Située au pied de la Butte Montmartre, à la lisière du 18e et du 9e arrondissement, c’est loin d’être la plus grande ou la plus belle des places parisiennes, et pourtant, c’est certainement l’une des plus connues. D’abord réputée pour son effervescence artistique à la fin du XIXe siècle, puis pour ses fréquentations sulfureuses jusque dans les années 80, la Place Pigalle n’est plus, depuis plusieurs années, que l’ombre d’elle-même. Bonne nouvelle : la place devrait bientôt être réaménagée. De quoi nous donner envie d’en savoir un peu plus sur son histoire.
Un p’tit jet d’eau, une station de métro entourée de bistrot… Ça vous dit quelque chose ? Pigalle bien entendu répondront les moins jeunes, quant aux autres, on vous invite à réécouter la fameuse chanson de George Ulmer, qui décrit parfaitement ce que fut la place, et plus globalement le quartier, au milieu du siècle dernier. Aménagée en 1826 par un certain sieur Brack et nommée Place de la Barrière Montmartre à l’emplacement du mur des Fermiers Généraux qui séparait Paris de Montmartre, elle fut renommée en 1864 du nom du sculpteur Jean-Baptiste Pigalle. Ce n’est néanmoins pas à lui mais à l’architecte Gabriel Davioud que l’on doit un an plus tôt l’édification de la célèbre fontaine qui fit tout le charme du lieu.
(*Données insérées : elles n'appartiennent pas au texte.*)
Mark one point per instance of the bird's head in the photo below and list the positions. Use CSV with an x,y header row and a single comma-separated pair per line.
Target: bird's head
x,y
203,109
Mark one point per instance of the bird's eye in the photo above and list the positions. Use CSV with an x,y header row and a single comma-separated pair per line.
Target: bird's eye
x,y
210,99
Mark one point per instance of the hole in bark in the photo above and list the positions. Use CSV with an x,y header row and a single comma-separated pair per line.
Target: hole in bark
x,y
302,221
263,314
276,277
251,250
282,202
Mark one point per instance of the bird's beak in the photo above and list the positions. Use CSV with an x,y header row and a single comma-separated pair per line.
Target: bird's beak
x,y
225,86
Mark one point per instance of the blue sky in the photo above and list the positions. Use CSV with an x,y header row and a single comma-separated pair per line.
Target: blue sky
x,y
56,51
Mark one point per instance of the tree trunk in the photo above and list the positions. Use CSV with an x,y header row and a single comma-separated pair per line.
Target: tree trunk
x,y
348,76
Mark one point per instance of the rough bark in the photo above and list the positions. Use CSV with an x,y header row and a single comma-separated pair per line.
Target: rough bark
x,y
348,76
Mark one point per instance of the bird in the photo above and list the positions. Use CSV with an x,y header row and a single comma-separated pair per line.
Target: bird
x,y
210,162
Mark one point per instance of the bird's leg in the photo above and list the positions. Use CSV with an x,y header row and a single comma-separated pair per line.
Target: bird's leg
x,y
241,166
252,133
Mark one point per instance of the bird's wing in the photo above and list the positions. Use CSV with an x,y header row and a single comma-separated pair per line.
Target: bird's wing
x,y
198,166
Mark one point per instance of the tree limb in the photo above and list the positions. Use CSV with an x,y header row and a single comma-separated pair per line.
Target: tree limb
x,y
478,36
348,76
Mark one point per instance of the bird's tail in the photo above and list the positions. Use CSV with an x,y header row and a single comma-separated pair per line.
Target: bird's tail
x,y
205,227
Pourtant à l’époque, la fontaine servait surtout d’abreuvoir et de lavoir, avant qu’elle ne devienne le lieu de rendez-vous des toutes les jeunes femmes qui rêvaient de poser pour les peintres impressionnistes dont les ateliers se situaient aux alentours. Celles-ci se retrouvaient tous les lundis autour de la fontaine où les artistes venaient faire leur « marché ». Mais la Place était également réputée pour ses nombreux cafés artistiques et littéraires, parmi lesquels L’Abbaye de Thélème au N°1, Le Rat Mort au N°7 ou encore La Nouvelle Athènes au N°11, fréquentés par Renoir, Maupassant, Van Gogh ou Zola.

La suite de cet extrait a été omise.